Hi again Jakub, thanks for the replies.
(I was writting down this post by the time of your last answer, and yes, I agree there is some mistery still to find out)
I’ve been researching a bit, and I cannot say I’m convinced of the order of the rows explaining the x5 compression.
I need some help trying to figure out what happened here. I will try to give all the info I’m collecting.
This is the table that I’m testing (I have to mention, that for the other 25 tables in the database, the same behaviour occurs…)

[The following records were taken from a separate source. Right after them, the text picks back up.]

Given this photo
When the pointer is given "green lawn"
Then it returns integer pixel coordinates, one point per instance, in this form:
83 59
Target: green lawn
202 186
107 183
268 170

CREATE TABLE `passiveHsdpaRadioParameters_201005` (
`idPdpConnection` bigint(20) NOT NULL,
`timestamp` timestamp NOT NULL DEFAULT '1985-01-19 00:00:00',
`idUsedLocation` int(11) NOT NULL,
`cqi` tinyint(4) DEFAULT NULL,
`hsDschQam16Packets` smallint(6) DEFAULT NULL,
`hsDschQam64Packets` smallint(6) DEFAULT NULL,
`hsDschQpskPackets` smallint(6) DEFAULT NULL,
`hsDschSchedPackets` smallint(6) DEFAULT NULL,
`hsDschNackPackets` smallint(6) DEFAULT NULL,
`hsDschTraffic` int(11) DEFAULT NULL,
`hsDschUplinkTotal` mediumint(9) DEFAULT NULL,
`numberOfCodes` tinyint(4) DEFAULT NULL
) ENGINE=BRIGHTHOUSE DEFAULT CHARSET=utf8;
There is no relation between columns, I mean, if by any reason rows would be sorted by any column, that could improve compression by that column specifically, but not for the other colums… So I’m not sure column order could explain a x5 compression.
shell> du -h passiveHsdpaRadioParameters_201005.bht/
288M passiveHsdpaRadioParameters_201005.bht/
shell> zip -r passiveHsdpaOriginalTable.zip passiveHsdpaRadioParameters_201005.bht/
...
shell> ls -lh passiveHsdpaOriginalTable.zip
-rw-r--r-- 1 root root 257M 2010-08-04 12:09 passiveHsdpaOriginalTable.zip
I’ve zipped folder passiveHsdpaRadioParameters_201005.bht and a little more compression archieved, but nothing compared with export/import.
But if I do what I posted in fist place:
mysql> SET @bh_dataformat = 'txt_variable';
Query OK, 0 rows affected (0.00 sec)
mysql> SELECT count(1) FROM passiveHsdpaRadioParameters_201005;
+----------+
| count(1) |
+----------+
| 13798497 |
+----------+
1 row in set (0.00 sec)
mysql> CREATE TABLE passiveHsdpaRadioParameters_201005_reimported LIKE passiveHsdpaRadioParameters_201005;
Query OK, 0 rows affected (0.01 sec)
mysql> SELECT * FROM passiveHsdpaRadioParameters_201005 INTO OUTFILE '/tmp/passiveHsdpaRadioParameters_201005.csv';
Query OK, 13798497 rows affected (45.69 sec)
LOAD DATA INFILE '/tmp/passiveHsdpaRadioParameters_201005.csv' INTO TABLE passiveHsdpaRadioParameters_201005_reimported;
Query OK, 13798497 rows affected (49.00 sec)
Records: 13798497 Deleted: 0 Skipped: 0 Warnings: 0
And now let’s look at .bht folder disk size.
shell> du -h passiveHsdpaRadioParameters_201005_reimported.bht/
57M passiveHsdpaRadioParameters_201005_reimported.bht/
From 288M to 57M…
I’m going to test loading table with single LOAD DATA INFILE for each row vs LOAD DATA INFILE for all rows at a time, and see if compression is affected.
I will post the results shortly.
By the way, I could upload the zipped folders for both tables (original and reimported) if it could be helpfull to see what this is happening.